Module 1: Introduction
This module introduces both Data Science and Big Data.
- The origins of data science
- What skills does a data scientist need?
- How do they differ from those required for BI (Business Intelligence)?
- Case Studies
Module 2: Big Data
This module outlines the difference between the tabular data that underpins the relational model and Big Data. It explores not only what Big Data is, but why the commercial (and scientific) worlds are so interested in it. Finally it looks at how we can cross analyse tabular data and Big Data.
- Data Science isn't just about big data, but the two are certainly related
- Atomicity of data
- Tabular and big data
- What is big data?
- Why are we interested in big data?
- Where is the business value?
- How can we cross analysing tabular and big data?
Module 3: Finding the patterns in data
One of the vital skills for a data scientist is to be able to understand how numbers behave, how they are distributed and how we can determine the significance of any differences that we observe between numerical values. This involves an understanding of normal distributions, means, modes and standard deviations as well as, for example, Chi squared and t tests. This module covers these topics.
- Continuous and discontinuous data
- Random numbers aren't
- Flat distributions
- How multiple independent factors interact
- Normal distributions
- Mean, mode and median
- Standard deviation
- Sampling populations
- Chi squared
- t test
Module 4: Data models - relational and NoSQL
This module describes the different models that are used to represent data and specifically contrasts the relational and NoSQL worlds. It covers CAP theorem and why that is relevant to data models.
- Schema and schema-less storage
- Deciding what analysis can be performed and where
- CAP theorem
- NoSQL databases
Module 5: Hadoop, HDFS and MapReduce
Hadoop, HDFS and MapReduce are well established examples of tools/methodologies for manipulations Big Data.
- HDFS and MapReduce
Module 6: Data visualisation
The ability to create data visualisations that have meaning for a given set of data and the target audience is a major part of being a Data Scientist. This module describes how to plan and deploy visualisations and provides two case studies of where this has been successfully achieved.

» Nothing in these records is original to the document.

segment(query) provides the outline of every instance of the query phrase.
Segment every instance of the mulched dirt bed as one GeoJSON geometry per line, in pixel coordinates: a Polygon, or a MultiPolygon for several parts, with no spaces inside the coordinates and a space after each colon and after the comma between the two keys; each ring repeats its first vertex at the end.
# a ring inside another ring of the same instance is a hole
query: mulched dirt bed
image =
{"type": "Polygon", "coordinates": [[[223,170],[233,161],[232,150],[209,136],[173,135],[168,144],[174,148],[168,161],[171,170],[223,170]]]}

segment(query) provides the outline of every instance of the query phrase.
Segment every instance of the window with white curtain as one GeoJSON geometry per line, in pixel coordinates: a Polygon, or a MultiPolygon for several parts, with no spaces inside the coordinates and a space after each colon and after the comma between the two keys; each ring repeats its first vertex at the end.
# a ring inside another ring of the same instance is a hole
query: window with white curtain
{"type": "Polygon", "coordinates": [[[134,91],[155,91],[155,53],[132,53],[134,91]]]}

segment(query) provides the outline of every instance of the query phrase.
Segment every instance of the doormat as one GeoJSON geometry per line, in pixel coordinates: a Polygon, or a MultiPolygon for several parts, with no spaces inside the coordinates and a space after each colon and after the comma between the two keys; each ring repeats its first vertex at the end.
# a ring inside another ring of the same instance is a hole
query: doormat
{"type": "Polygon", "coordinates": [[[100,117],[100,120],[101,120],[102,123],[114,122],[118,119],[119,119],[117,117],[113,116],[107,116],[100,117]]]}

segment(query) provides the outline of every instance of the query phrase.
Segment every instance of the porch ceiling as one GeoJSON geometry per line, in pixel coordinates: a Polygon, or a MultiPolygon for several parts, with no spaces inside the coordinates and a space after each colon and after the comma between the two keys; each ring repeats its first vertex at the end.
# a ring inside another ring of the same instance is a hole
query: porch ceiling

- Different visualisations for different types of data
- Visualising data - a case study
Module 7: Introduction to R
R is a well-established, open source language, very specifically aimed at analysis. This module introduces the language and provides some practical work in using it.
- Introduction to R
- Lab : Using R
Module 8: Data mining
This module introduces not only data mining, but the CRISP methodology which helps to ensure that data mining is carried out effectively. It also introduces the Monte Carlo methodology for modelling and analysing systems.
- What is data mining?
- Data mining v. querying
- Business understanding
- Data understanding
- Data preparation
- Result validation
- Change and monitor
- Dangers of over-fitting
- Outliers (and how to deal with them)
- False positives
- Monte Carlo simulations
- Specific data mining techniques
- Clustering - Design an algorithm
- Decision trees
- Sequence analysis
- Neural nets